Whilst reading some of the responses on the MeFi thread, chill said what I've thought about how young people are portrayed in the media. 
OK, BBC3 sucks but don't just pull the plug, look at why it sucks (it is indistinguishable for Sky One/E4 and forgets that some "Yoofs" actually have brains) and improve upon it.

Too true. BBC3 seems to offer nothing - the 'news' on there consists of celebrity meandering (who needs the Hutton Inquiry when Justin Timberlake substitutes so well for real news?). The channel seems intent on inflicting enormous amounts of Fame Academy on the world. 
My problems are endemic of how young people are dealt with by the media - as if they are idiots. Children's TV is filled with vapid personalities with little to say and big booming voices to say it in. Subtelty is a lost cause in TV-land: if it isn't wrapped round a brick and smashed through people's eardrums at maximum volume they won't "get it". And whatever problems the rest of the media has, it's amplified by childrens programming. 
I don't claim to be a mastermind, but why is there some commonly held belief that all "youths" are mobile-phone toting, Max Power reading retards decked out in stripy sports gear listening to 'four to the floor' dance music. News has to be repurposed for a Radio 1 audience - given a 'beaty' background and screamed. 
Perhaps we're genetic mutations, but it's nice to think that we'd be given a little bit more credit than being told that "you are interested in Justin Timberlake - no objections". The BBC is supposed to stand for more than that. Unbiased reporting and balanced, intelligent commentary. That's what I've come to regard the BBC as standing for. On BBC3 tonight, there is one and a half hours of Fame Academy, a movie, a "shocking" documentary of a U.S. GUM clinic, some tedious programme about 'beauty'. Probably all packed in typical 'punchy' style necessary to hit the youth market. And all bathed in the beautiful lack of content that distinguishes the youth media market from anything for the older generation. 
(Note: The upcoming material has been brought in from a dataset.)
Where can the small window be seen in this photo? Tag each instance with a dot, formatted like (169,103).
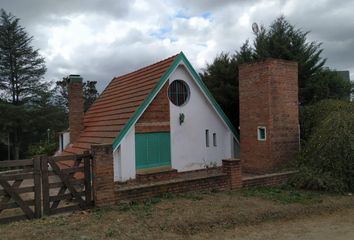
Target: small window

I haven't really been following the Hutton inquiry, but from the little bits I've read about it, it sounds a hell of a lot more interesting than the MTV Music Awards. How fucked up is that? I'm finding more interest out of the going-ons of a government inquiry than I am for the "cool, hip" MTV that I'm supposed to spend all day worshipping. Why? Because the former is relevant to what's actually going on. 
The message that needs to be learnt by dumb media execs is this: "kids aren't dumb - they don't suddenly grow brains when they are twenty-five. Stop acting like it."